= Trần Quang Trân =

Vietnamese painter and lacquer artist

Trần Quang Trân, also Tran Quang Tran, (1900–1969) was a lacquer artist and a Vietnamese painter.

He is one of the first students (third promotion 1932) who graduated from the Indochina College of Fine Arts, now Vietnam University of Fine Arts. He is thus one of the founders of Vietnamese artistic tradition.

== Biography ==
Tran Quang Tran has been credited as one of the first artist to be interested in lacquer painting and one of the most innovative, under the influence of the professor and painter Joseph Inguimberty. Despite this, he left only a modest quantity of artworks which are nowadays extremely rare. Most of them are oil paintings, watercolors, wash drawings and charcoal drawings. None of the lacquer paintings that made him quite well known at the time still exist nowadays. His well-known painting, "The sparkling water pond", was without any doubt the first lacquer painting ever done in Indochina. This painting is said to have inspired the master of Vietnamese lacquer Nguyễn Gia Trí. It belonged to the collection of the Indochina College of Fine Arts. It was probably destroyed or stolen during the beginning of the Indochina war.

Born in Hanoi region, Tran Quang Tran began to study trading and work for an oil company in Haiphong as well as a lamp factory in Dap Cau. It is only at the beginning of 1927 until 1932 that he studied at the Fine Arts Academy.

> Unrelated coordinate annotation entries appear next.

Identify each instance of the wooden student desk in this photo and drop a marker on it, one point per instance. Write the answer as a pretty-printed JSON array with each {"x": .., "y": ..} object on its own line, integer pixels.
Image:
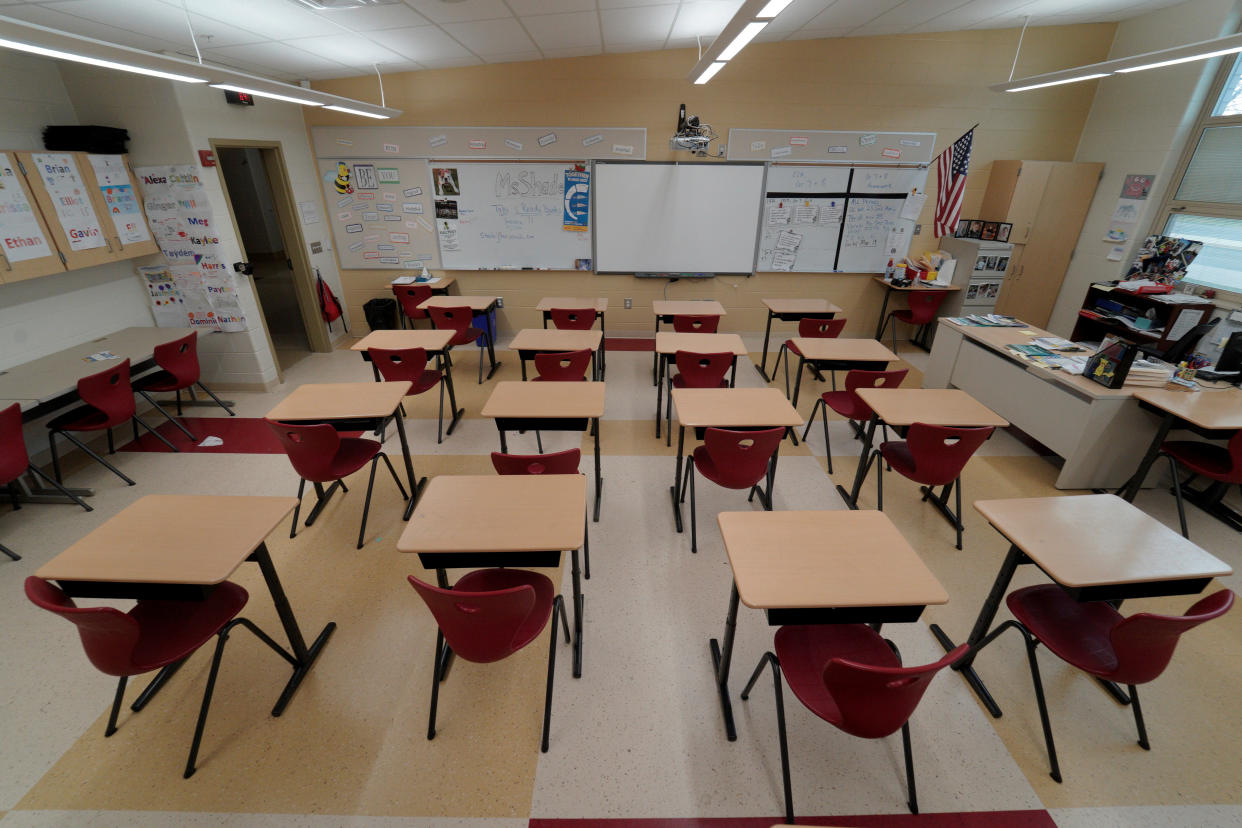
[
  {"x": 530, "y": 520},
  {"x": 480, "y": 307},
  {"x": 549, "y": 406},
  {"x": 1097, "y": 548},
  {"x": 178, "y": 548},
  {"x": 434, "y": 342},
  {"x": 349, "y": 406},
  {"x": 529, "y": 342},
  {"x": 791, "y": 310},
  {"x": 728, "y": 409},
  {"x": 668, "y": 343},
  {"x": 819, "y": 567}
]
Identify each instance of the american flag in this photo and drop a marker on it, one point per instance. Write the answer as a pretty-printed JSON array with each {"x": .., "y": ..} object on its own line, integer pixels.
[{"x": 951, "y": 168}]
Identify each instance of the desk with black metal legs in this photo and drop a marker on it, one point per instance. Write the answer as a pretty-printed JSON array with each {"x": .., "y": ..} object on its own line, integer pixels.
[
  {"x": 791, "y": 310},
  {"x": 347, "y": 406},
  {"x": 1097, "y": 548},
  {"x": 178, "y": 548},
  {"x": 817, "y": 567},
  {"x": 530, "y": 520},
  {"x": 434, "y": 342},
  {"x": 549, "y": 406}
]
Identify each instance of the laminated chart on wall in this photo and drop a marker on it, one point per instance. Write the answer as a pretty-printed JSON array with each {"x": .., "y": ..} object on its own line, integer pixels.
[{"x": 380, "y": 212}]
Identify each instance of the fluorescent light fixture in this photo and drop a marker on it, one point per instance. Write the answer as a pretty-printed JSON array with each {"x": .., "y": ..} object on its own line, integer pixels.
[
  {"x": 96, "y": 61},
  {"x": 773, "y": 9},
  {"x": 709, "y": 72},
  {"x": 740, "y": 41},
  {"x": 355, "y": 112},
  {"x": 304, "y": 102}
]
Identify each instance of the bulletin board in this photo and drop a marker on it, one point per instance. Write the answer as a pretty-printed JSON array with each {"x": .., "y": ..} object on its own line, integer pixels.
[{"x": 381, "y": 212}]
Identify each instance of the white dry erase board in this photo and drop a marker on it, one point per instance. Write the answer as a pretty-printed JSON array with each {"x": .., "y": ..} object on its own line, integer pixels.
[
  {"x": 512, "y": 215},
  {"x": 676, "y": 217}
]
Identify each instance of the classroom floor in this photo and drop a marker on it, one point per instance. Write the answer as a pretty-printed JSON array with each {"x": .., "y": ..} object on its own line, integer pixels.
[{"x": 637, "y": 739}]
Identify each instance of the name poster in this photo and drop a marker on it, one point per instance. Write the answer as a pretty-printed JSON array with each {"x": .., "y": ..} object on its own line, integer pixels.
[
  {"x": 71, "y": 200},
  {"x": 20, "y": 235}
]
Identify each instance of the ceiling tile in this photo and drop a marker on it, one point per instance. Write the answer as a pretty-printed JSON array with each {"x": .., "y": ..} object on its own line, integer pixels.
[
  {"x": 637, "y": 25},
  {"x": 491, "y": 37},
  {"x": 576, "y": 30}
]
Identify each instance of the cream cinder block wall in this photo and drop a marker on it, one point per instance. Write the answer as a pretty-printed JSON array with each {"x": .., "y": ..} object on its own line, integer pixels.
[
  {"x": 934, "y": 82},
  {"x": 1139, "y": 124}
]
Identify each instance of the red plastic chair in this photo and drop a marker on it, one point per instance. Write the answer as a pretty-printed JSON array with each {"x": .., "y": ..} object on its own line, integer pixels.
[
  {"x": 1202, "y": 459},
  {"x": 696, "y": 324},
  {"x": 932, "y": 456},
  {"x": 1093, "y": 637},
  {"x": 733, "y": 459},
  {"x": 15, "y": 462},
  {"x": 850, "y": 405},
  {"x": 319, "y": 454},
  {"x": 179, "y": 370},
  {"x": 410, "y": 297},
  {"x": 458, "y": 319},
  {"x": 923, "y": 306},
  {"x": 154, "y": 636},
  {"x": 410, "y": 365},
  {"x": 852, "y": 678},
  {"x": 488, "y": 616},
  {"x": 810, "y": 328},
  {"x": 109, "y": 401}
]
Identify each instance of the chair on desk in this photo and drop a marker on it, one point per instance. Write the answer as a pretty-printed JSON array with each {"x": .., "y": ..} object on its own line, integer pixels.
[
  {"x": 109, "y": 401},
  {"x": 852, "y": 678},
  {"x": 810, "y": 328},
  {"x": 850, "y": 405},
  {"x": 410, "y": 365},
  {"x": 1097, "y": 639},
  {"x": 15, "y": 462},
  {"x": 155, "y": 634}
]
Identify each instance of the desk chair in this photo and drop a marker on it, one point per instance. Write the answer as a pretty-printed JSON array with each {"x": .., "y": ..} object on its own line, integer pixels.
[
  {"x": 109, "y": 401},
  {"x": 1093, "y": 637},
  {"x": 850, "y": 405},
  {"x": 923, "y": 307},
  {"x": 319, "y": 454},
  {"x": 154, "y": 636},
  {"x": 410, "y": 364},
  {"x": 15, "y": 462},
  {"x": 932, "y": 456},
  {"x": 409, "y": 297},
  {"x": 733, "y": 459},
  {"x": 852, "y": 678},
  {"x": 810, "y": 328},
  {"x": 458, "y": 319},
  {"x": 488, "y": 616}
]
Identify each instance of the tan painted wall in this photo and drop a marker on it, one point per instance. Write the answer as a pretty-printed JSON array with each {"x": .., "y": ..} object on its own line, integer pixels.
[{"x": 914, "y": 82}]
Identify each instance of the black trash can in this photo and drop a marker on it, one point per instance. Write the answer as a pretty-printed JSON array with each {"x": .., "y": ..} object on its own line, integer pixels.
[{"x": 380, "y": 314}]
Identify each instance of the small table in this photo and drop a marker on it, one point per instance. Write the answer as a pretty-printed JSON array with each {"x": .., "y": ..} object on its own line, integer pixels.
[
  {"x": 902, "y": 407},
  {"x": 920, "y": 337},
  {"x": 348, "y": 406},
  {"x": 478, "y": 307},
  {"x": 666, "y": 309},
  {"x": 434, "y": 342},
  {"x": 793, "y": 310},
  {"x": 549, "y": 406},
  {"x": 667, "y": 344},
  {"x": 537, "y": 340},
  {"x": 575, "y": 303},
  {"x": 178, "y": 548},
  {"x": 530, "y": 520},
  {"x": 1097, "y": 548},
  {"x": 819, "y": 567},
  {"x": 1205, "y": 412},
  {"x": 728, "y": 409}
]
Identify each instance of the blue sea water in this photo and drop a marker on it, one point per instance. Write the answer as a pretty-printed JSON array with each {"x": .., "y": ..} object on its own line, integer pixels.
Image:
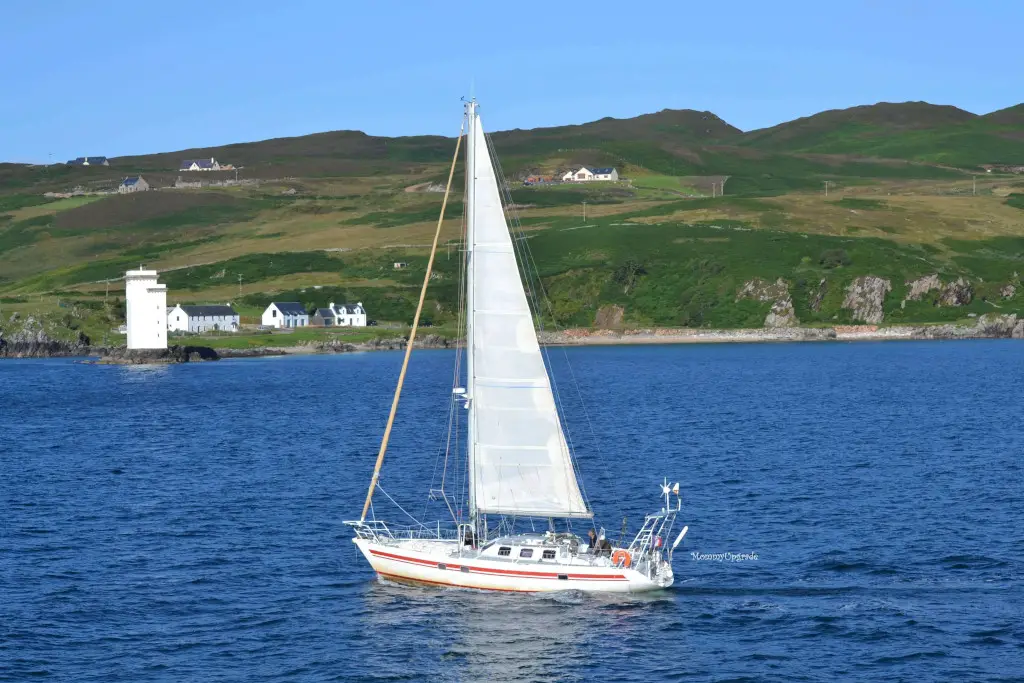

He stood out thanks to his refined works and drawings realised under the direction of artist Dinh Van Thanh.

As an artist, Tran Quang Tran is credited with the invention of the technique consisting in the addition of gold powder between lacquer layers. This technique allows light and shadow effects and it is later widely used by renowned Vietnamese artists such as Pham Hau (Phạm Hầu), Trần Văn Cẩn, Nguyễn Khang and Nguyễn Gia Trí. It is possible that Tran Quang Tran visited Japan around 1930 in order to improve his technique.

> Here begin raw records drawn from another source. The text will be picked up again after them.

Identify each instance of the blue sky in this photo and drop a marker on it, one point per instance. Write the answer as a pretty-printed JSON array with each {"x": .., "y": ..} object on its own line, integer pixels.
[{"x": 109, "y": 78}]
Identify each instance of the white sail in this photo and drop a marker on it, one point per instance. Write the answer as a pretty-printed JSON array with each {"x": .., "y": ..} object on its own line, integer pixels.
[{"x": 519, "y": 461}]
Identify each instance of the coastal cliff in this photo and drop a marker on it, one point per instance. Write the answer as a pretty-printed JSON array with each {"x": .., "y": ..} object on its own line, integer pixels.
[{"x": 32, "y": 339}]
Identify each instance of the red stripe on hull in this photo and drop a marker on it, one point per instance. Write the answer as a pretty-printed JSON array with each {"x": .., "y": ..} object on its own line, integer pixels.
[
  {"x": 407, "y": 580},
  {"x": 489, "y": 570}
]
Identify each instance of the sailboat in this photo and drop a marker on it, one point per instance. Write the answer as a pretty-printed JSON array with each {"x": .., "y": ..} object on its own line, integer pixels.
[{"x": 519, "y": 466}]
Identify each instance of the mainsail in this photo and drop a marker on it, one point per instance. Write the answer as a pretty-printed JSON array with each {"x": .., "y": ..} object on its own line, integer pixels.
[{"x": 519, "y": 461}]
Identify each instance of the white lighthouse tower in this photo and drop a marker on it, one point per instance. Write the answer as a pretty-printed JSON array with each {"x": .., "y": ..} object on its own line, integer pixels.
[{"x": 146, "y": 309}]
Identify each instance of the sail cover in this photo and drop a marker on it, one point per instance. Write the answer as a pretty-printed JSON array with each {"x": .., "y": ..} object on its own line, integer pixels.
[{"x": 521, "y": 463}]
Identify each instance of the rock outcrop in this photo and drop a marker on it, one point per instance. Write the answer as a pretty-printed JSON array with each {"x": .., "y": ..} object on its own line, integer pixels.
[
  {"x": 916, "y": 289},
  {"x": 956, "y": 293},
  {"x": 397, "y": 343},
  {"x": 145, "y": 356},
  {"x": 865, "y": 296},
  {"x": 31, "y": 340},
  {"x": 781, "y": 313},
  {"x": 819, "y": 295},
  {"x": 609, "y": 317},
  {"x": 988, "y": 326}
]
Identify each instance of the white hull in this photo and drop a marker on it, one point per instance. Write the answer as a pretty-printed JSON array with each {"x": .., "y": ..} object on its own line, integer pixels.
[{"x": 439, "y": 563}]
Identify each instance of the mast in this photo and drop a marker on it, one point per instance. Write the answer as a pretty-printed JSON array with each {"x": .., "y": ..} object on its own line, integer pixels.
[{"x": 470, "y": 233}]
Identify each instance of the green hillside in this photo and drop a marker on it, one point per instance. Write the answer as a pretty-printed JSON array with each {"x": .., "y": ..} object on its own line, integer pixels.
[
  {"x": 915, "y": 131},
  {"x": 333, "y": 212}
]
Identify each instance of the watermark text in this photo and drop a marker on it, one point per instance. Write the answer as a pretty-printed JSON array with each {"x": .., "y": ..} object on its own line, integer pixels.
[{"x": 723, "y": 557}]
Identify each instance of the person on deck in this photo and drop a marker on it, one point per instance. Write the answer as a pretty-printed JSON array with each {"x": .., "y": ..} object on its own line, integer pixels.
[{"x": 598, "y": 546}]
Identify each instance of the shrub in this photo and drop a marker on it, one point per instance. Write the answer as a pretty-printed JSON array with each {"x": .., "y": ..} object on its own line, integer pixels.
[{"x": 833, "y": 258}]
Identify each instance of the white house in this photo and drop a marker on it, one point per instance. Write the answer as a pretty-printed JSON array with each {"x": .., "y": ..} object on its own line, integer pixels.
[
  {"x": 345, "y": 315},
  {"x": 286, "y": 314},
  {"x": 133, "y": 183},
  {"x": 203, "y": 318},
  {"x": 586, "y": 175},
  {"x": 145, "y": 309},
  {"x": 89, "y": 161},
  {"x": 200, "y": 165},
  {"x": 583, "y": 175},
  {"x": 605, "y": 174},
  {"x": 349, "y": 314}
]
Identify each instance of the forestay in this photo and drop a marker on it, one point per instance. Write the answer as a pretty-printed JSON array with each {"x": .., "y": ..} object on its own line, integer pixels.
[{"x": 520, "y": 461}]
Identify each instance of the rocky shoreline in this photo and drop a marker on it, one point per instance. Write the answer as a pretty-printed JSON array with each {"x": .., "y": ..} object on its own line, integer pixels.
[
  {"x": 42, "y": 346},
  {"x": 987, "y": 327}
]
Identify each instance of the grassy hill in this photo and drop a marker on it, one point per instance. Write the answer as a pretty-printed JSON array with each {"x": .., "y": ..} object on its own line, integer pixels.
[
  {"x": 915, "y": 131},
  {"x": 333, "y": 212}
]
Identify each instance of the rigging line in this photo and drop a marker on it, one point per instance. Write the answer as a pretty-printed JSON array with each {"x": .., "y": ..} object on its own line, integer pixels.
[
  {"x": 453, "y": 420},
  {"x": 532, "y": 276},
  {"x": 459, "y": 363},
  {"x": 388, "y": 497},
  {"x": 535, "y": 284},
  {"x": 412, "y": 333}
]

Once he graduated from Indochina College of Fine Arts in 1932, he opened his painting workshop at 87 Charron street in Hanoi. Throughout the 1930s, he painted lacquer panels and boxes and many portraits of famous Vietnamese figures.

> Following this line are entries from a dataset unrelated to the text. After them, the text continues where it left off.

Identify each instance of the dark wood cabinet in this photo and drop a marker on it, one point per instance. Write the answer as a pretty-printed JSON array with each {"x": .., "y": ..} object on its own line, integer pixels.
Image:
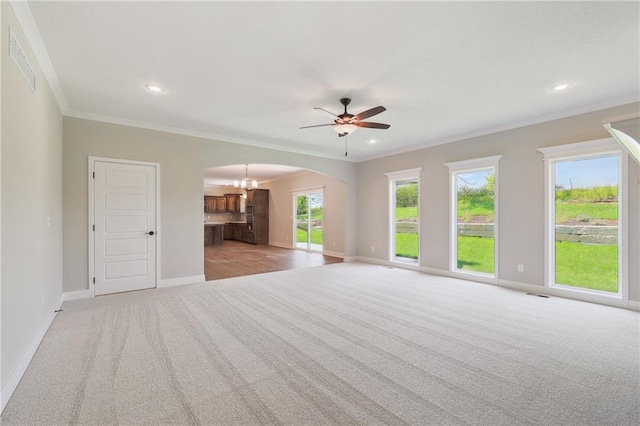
[
  {"x": 235, "y": 231},
  {"x": 233, "y": 203},
  {"x": 258, "y": 216},
  {"x": 221, "y": 204},
  {"x": 215, "y": 204},
  {"x": 213, "y": 235},
  {"x": 209, "y": 204}
]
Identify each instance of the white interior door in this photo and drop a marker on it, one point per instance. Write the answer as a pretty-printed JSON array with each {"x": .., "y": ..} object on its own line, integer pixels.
[{"x": 125, "y": 227}]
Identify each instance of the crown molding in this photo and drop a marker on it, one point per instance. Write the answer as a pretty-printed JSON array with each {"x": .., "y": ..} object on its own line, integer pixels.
[
  {"x": 195, "y": 133},
  {"x": 32, "y": 34},
  {"x": 584, "y": 109}
]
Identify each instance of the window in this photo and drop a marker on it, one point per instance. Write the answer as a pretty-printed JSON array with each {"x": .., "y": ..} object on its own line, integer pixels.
[
  {"x": 308, "y": 232},
  {"x": 404, "y": 216},
  {"x": 473, "y": 185},
  {"x": 585, "y": 211}
]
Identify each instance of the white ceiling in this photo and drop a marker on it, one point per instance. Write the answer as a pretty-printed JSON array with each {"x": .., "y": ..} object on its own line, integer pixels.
[
  {"x": 251, "y": 72},
  {"x": 226, "y": 175}
]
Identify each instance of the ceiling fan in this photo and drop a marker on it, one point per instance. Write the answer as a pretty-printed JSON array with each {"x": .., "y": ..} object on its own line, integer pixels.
[{"x": 346, "y": 123}]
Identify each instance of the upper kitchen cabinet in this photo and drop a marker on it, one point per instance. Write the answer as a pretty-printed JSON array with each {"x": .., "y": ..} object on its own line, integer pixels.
[
  {"x": 235, "y": 203},
  {"x": 215, "y": 204}
]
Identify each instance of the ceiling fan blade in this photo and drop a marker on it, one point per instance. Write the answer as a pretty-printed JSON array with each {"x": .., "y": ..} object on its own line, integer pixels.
[
  {"x": 318, "y": 125},
  {"x": 372, "y": 125},
  {"x": 328, "y": 112},
  {"x": 369, "y": 113}
]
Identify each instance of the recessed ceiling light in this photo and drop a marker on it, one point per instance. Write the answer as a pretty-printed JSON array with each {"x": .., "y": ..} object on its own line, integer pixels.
[
  {"x": 154, "y": 88},
  {"x": 563, "y": 85}
]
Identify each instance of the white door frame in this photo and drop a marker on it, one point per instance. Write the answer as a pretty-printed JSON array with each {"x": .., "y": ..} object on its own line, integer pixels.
[
  {"x": 91, "y": 215},
  {"x": 307, "y": 192}
]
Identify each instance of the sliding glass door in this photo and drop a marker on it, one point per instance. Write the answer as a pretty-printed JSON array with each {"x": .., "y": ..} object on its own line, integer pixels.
[{"x": 308, "y": 223}]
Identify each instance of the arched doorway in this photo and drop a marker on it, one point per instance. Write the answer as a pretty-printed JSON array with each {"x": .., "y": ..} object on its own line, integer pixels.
[{"x": 231, "y": 246}]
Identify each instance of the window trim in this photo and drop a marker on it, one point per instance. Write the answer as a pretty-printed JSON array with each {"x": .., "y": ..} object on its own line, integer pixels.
[
  {"x": 577, "y": 151},
  {"x": 475, "y": 164},
  {"x": 392, "y": 178}
]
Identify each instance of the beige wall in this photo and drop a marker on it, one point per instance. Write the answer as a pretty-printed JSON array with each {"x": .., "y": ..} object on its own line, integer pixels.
[
  {"x": 183, "y": 160},
  {"x": 31, "y": 192},
  {"x": 281, "y": 209},
  {"x": 521, "y": 195}
]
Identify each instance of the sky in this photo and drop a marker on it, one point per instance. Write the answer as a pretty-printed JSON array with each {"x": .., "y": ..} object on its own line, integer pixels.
[
  {"x": 587, "y": 173},
  {"x": 570, "y": 174}
]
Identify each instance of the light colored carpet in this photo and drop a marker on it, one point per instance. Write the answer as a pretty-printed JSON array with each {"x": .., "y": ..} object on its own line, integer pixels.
[{"x": 336, "y": 344}]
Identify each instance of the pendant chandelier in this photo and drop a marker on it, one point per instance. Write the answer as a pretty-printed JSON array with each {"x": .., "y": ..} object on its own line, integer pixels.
[{"x": 246, "y": 183}]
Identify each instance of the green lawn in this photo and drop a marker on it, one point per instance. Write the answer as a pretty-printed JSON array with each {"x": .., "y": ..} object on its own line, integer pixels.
[
  {"x": 404, "y": 213},
  {"x": 468, "y": 208},
  {"x": 564, "y": 211},
  {"x": 591, "y": 266},
  {"x": 316, "y": 236},
  {"x": 584, "y": 211},
  {"x": 407, "y": 245},
  {"x": 476, "y": 254}
]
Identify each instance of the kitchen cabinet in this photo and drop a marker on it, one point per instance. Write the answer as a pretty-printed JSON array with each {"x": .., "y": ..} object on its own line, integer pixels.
[
  {"x": 235, "y": 231},
  {"x": 233, "y": 203},
  {"x": 215, "y": 204},
  {"x": 213, "y": 234},
  {"x": 221, "y": 204},
  {"x": 257, "y": 216}
]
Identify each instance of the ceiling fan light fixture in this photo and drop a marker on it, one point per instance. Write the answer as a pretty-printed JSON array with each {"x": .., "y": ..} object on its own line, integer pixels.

Tran Quang Tran has chosen to change his artist's name and his signature during the mid-1930, and he has signed as Ngym or Nghi Am since.

His work affections desert street scenes, temples, old buildings or lakes in order to produce an impression of tranquility. He mixes oriental and western traditions in a unique blend.

During the early 1940s, he started a painting teaching career in the private schools of Thang Long, Gia Long and from 1949 in the Vietnam University of Fine Arts. Living on the Northern Vietnamese side during the war, he worked from 1958 to 1962 for Vietnam Film Studio (an animation studio) and delivered many conferences in a Vietnamese film school.

He continued to paint until the ultimate years of his life. He died in 1969.